Schlüssel für die Energiewende
Im Schatten der Halde Hoheward liegt das Wasserstoff-Kompetenzzentrum „H2 Herten“. 2009 öffnete es seine Tore. Inzwischen sind dort 15 Unternehmen ansässig. Sie arbeiten unter anderem an unterschiedlichen Methoden der grünen Wasserstoffgewinnung oder daran, die Effizienz von Brennstoffzellen zu erhöhen. „Das Zentrum ist auch Forschungsplattform für die Windstromelektrolyse“, sagt Volker Lindner vom h2-netzwerk-ruhr, einem Verein zur Förderung von Wasserstoff- und Brennstoffzellentechnologie in der Region, dem mehr als 40 Unternehmen und Kommunen angehören und der seinen Sitz ebenfalls im Kompetenzzentrum hat.

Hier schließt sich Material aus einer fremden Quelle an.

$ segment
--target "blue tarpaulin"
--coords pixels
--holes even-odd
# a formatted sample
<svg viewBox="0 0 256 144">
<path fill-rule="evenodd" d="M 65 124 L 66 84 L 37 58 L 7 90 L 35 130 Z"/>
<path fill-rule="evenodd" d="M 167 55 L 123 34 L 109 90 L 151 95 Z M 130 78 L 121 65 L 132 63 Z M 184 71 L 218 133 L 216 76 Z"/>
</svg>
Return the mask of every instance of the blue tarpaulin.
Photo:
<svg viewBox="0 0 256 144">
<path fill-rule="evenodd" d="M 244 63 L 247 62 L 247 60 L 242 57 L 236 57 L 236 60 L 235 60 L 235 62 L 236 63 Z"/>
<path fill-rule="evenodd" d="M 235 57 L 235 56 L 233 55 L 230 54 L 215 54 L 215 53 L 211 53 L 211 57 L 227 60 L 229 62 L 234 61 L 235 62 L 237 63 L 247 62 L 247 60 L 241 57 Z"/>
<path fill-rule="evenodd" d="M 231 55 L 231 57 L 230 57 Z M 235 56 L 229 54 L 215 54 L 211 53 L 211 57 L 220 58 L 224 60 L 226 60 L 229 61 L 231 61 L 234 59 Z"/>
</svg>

Wasserstoff ist ein wahrer „Alleskönner“ und hat das Zeug zu einem Schlüssel für die Energiewende zu werden. „Wasserstoff ist das Erdöl von morgen“, sagt zum Beispiel auch Bundesforschungsministerin Anja Karliczek in einem Video, das auf der Ministeriums-Homepage zu sehen ist. So lassen sich Brennstoffzellenfahrzeuge emissionsfrei über die Straßen des Landes lenken. Auch Busse und andere Nutzfahrzeuge sogar Züge, Schiffe und Flugzeuge können auf Wasserstoffbasis fahren oder fliegen. Außerdem ist H2 in der Industrie einer der wichtigsten Ausgangsstoffe für Raffinerien und damit auch für die Herstellung synthetischer Brenn- und Kraftstoffe. Selbst bei so energieintensiven Prozessen wie der Stahlproduktion kann Wasserstoff Kohle als Brennstoff ersetzen, wie unlängst ein Versuch von ThyssenKrupp in Duisburg gezeigt hat.
Es klingt so, als sei Wasserstoff ein wahres Wundermittel. Mit ihm ist die Verknüpfung verschiedener Sektoren – Strom, Wärme, Mobilität und industrieller Prozesse – möglich. Allerdings drängt sich die Frage auf, warum das Thema erst jetzt Fahrt aufnimmt. „Die Technologie ist verfügbar, der Bedarf wächst zunehmend, und wir haben die Situation, dass wir preiswerte und effiziente Wasserstoff-Produktionsmöglichkeiten haben. Das ist noch recht neu und jetzt greift alles ineinander“, sagt Professor Christof Wetter von der Fachhochschule Münster am Campus Steinfurt. Dort lehrt er am Fachbereich Energie – Gebäude – Umwelt.
Wasserstoff aus Industrieabwässern
Die Investitionen in Wasserstoff- und Brennstoffzellenprojekte sind in den vergangenen Jahren gestiegen. Seit der Jahrtausendwende sind allein in NRW rund 140 solcher Vorhaben mit etwa 170 Millionen Euro Landes- und EU-Mitteln und einem Projektvolumen von rund 260 Millionen Euro unterstützt worden, teilt die Energieagentur NRW mit.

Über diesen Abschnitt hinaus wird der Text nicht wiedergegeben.